Recentemente o DEM-CE perdeu a única representação que possuía na Assembléia Legislativa do Ceará e sequer despendeu esforços em defesa dos seus direitos partidários. Com isso desmoralizou-se inclusive perante a justiça Eleitoral e agora é um partido que no Ceará só existe simbolicamente – como uma rubrica orçamentária trimestral – e tal condição em nada contribui para a democracia política e o empobrece por falta de rumo, de discurso e de autonomia para traças seu próprio caminho.

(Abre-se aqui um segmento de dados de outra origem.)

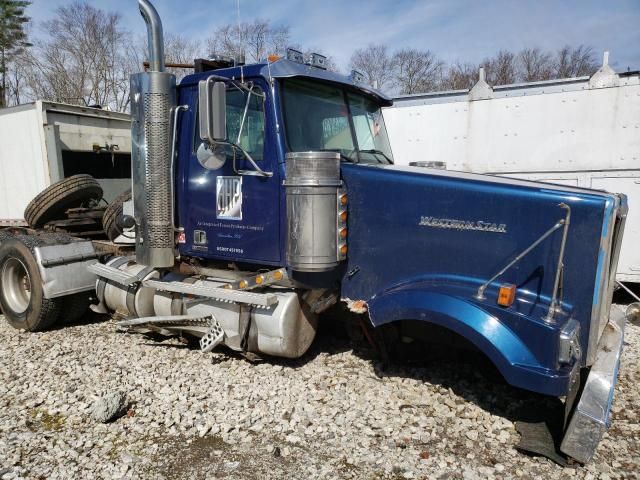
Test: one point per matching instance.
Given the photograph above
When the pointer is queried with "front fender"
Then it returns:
(497, 341)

Como sabemos, partido de oposição que faz oposição nem disputa eleição, está condenado à nulidade da sua função social e política. Nesse aspecto a gestão do presidente, Chiquinho Feitosa, foi mais longe com a demolição: retirou do nosso partido até mesmo a sua fundamentação partidária, já que eliminou o debate e o convívio democrático entre seus membros e espantou a militância que havíamos construído no passado às duras penas. Ou seja, o DEM-CE, hoje refém de interesses difusos, tornou-se um partido raquítico em estrutura; esvaziou-se em conteúdos programáticos, ficou nanico em sua expressão política local e ainda por cima vem sendo desmerecido pelos observadores da política como uma sublegenda de aluguel.

Esse é um quadro triste e deprimente para um partido que poderia ser a vanguarda da política local e isso, de certa forma, nos compromete pela falta de posicionamento e pela forma como o partido definha a olhos vistos.

Até o momento temos evitado fazer qualquer tipo de comentário à imprensa, em primeiro lugar porque temos responsabilidade e compromisso com a ética partidária; em segundo lugar porque acreditamos que essa iniciativa reflete bem a preocupação e insatisfação de uma parcela dos democratas do Estado; e em terceiro lugar porque não é bom nem prudente que o partido desmereça pessoas que ao longo dos anos militaram e se empenharam nas lutas que travamos.

Nem precisamos lembrar que um partido político, que se mantém com verbas públicas, não pode ser confundido como um latifúndio ou minifúndio confiado à prepostos. Partido político é uma agremiação que objetiva congregar pessoas dispostas a pensar sobre os mais diversos temas de interesse coletivo, sem perder de vista sua autonomia para disputar o poder.   

E se depender da nossa disposição, a campanha presidencial de 2010 será dura, marcada por críticas severas aos desmandos do governo Lula. Para tanto, precisamos abandonar o discurso conciliador e partirmos para o confronto de idéias ao lado do PSDB e PPS. Como diz o Deputado Rodrigo Maia: “Ou vamos para o confronto, ou perderemos mais uma vez para a camarilha petista”.

O palanque do DEM será o palanque de José Serra ou Aécio Neves, e esperamos que desta vez os líderes dos PSDB no Ceará não adotem uma posição difusa em relação ao candidato à presidente pelo seu partido. Sem sombra de dúvida, o PSDB, DEM e PPS são partidos convergentes e não podem, à pretexto de qualquer interesse, estabelecer negociações diagonais com os partidos ou lideranças locais que defendem a candidatura da petista Dilma. 

É importante para a unidade que se forma, que adotemos uma postura clara e inquestionável de oposição nacional e local, pois nessas eleições não haverá margem para ambigüidades ou mimetismos. Nesse sentido, é premente que o PSDB do ceará defina claramente qual será o seu palanque se por ventura o deputado Ciro Gomes vier a entrar na disputa presidencial.     

Essas linhas não podem ser consideradas como uma crítica pessoal ao presidente Chiquinho Feitosa, muito menos é endereçada aos nossos aliados políticos, mas deve ser entendida como uma reflexão consciente e bem intencionada para que possamos definir coletivamente o rumo de um partido que historicamente teve voz, autonomia, disputou eleições majoritárias a esteve sempre presente em todos os debates de interesse da sociedade.